Weltrekord-Straße von Gibraltar

23.04.2016

Weltrekord - Strasse von Gibraltar

Ich habe es geschafft, in 2:53 bin ich die Straße von Gibraltar durchschwommen.
Die Woche vorher war ich auf Teneriffa im Trainingslager, um mich an ähnliche Bedingungen zu gewöhnen.
Ich wurde von Adam Walker begleitet,der mit mir an meiner Technik arbeitete und mich mental motivierte.
Es ist unglaublich wichtig für mich, mental stark zu sein. Denn es gibt immer Punkte an denen man überlegt, ob man noch weiter gehen kann.
Ich fühlte mich sehr gut im Training und freute mich, nach Tarifa zu fliegen. Am Freitag, den 22 April war es dann so weit.
Meine Überquerung war für Sonntag geplant, aber als wir am Freitag nachmittag zu Raffael - dem Organisator - fuhren, um die Route und andere Sachen zu besprechen, hieß es wir starten morgen früh um 10 Uhr. Das Wetter am Sonntag sollte nämlich so schlecht sein, dass eine Überquerung an diesem Tag nicht möglich war.

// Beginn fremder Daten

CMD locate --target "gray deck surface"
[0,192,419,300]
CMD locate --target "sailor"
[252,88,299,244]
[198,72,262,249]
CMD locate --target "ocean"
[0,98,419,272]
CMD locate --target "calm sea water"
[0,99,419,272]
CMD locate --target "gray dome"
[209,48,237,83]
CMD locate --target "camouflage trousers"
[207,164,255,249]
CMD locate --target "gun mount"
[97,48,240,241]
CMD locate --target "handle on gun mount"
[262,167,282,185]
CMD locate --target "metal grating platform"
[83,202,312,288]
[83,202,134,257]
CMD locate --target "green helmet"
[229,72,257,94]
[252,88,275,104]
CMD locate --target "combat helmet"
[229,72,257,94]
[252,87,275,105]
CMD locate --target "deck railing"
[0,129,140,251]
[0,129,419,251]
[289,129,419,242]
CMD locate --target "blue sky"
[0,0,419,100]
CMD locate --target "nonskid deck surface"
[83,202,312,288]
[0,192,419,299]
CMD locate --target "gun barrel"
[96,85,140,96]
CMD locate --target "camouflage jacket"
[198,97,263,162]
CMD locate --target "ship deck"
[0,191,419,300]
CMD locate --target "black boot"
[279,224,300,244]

Ich war bereit und freute mich riesig und hoffte, dass ich vielleicht einen Delfin sehen würde, der mich ein Stück begleitet. Danach ging ich mit Adam kurz locker schwimmen und anschließend gingen wir direkt in die Stadt, um Abend zu essen. Ich wollte früh schlafen gehen,um 100% fit zu sein. Wie immer gab es Nudeln.
Mein Vater kam noch am selben Abend nach Tarifa. Er ist bei jedem wichtigem Schwimmen dabei und das schon von Anfang an. Nun konnte es wirklich los gehen.

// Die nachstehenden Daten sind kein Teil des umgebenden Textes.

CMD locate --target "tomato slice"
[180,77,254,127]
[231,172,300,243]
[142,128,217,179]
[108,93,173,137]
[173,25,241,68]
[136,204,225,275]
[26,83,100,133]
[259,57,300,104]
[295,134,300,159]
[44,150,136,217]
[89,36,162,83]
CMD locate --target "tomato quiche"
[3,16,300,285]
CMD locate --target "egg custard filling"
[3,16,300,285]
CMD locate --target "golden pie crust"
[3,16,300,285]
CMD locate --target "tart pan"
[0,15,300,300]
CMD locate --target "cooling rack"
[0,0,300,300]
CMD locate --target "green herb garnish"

Um kurz vor sieben ging ich zum Frühstück, um frühzeitig viel zu essen.
Danach ging ich noch einmal alles in Ruhe mit Adam durch. Er sagte mir, dass ich genug trainiert habe und ich mich jetzt einfach nur auf mein Schwimmen konzentrieren und Spaß haben sollte.
Ich zog meine Kopfhörer auf und wir fuhren zum Hafen, wo die Boote bereits auf uns warteten. Ich machte mich fertig, hörte ein letztes Lied und ging in mich. Meine Crew wünschte mir alles Gute und es ging los.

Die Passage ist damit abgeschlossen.